Something stinks in rural Iowa: A look back at our 200

During the 2008 legislative session, state legislators bent over backwards for the factory farm industry, providing little to no protections for everyday people. Sound familiar? The legislature even passed a bill to give $23 million in taxpayer money to the factory farm industry to “study” odor for 5 years.

We were up against a Democrat Governor and a Democratic House and Senate, working to hold those who were in power accountable - a good reminder that big money doesn’t care about the letter behind your name. Rich Leopold, the DNR director at the time, wouldn’t take a stand on factory farms one way or the other. But both Governor Culver and Director Leopold wanted to appear like they were doing something to take on the massive problem of factory farm pollution by passing this legislation.

So, we mobilized the “Odor Study Stinks” campaign, rallying at the capitol, contacting legislators in person and through emails and phone calls. We wrote letters to the editor and even did a direct action on Wendy Wintersteen at Iowa State University, Dean at the time and now the University president, demanding that ISU “Dump the Odor Study”.

The media attention and our public pressure helped stop this bad policy from being funded. The legislature approved the odor study, but with enough pressure on legislators from CCI members and supporters around the state, it became an “unfunded mandate” meaning that no public money would be used for the study. In the end, no funding was ever allocated, and the odor study went away.

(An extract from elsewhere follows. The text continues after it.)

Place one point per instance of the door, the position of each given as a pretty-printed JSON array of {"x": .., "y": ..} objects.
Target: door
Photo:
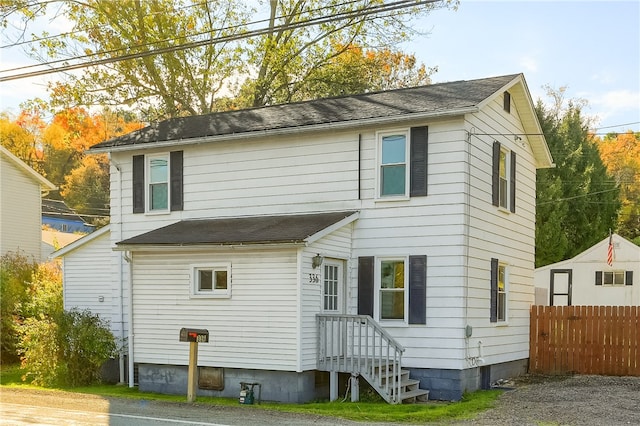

This was not the first time nor the last time that the factory farm industry and elected officials tried to use “technology” to wriggle their way out of creating real solutions. But here is the thing, any solution that does not shift power away from the factory farm industry back to everyday Iowans is not a solution that puts people and planet first, it only serves to further entrench the powers that be.

Real solutions come from the people who are most impacted by an issue, like the hundreds of Iowans who organized to stop public money to fund the odor research in 2008. When public money stays invested in our communities, we shift the scale of power toward the people.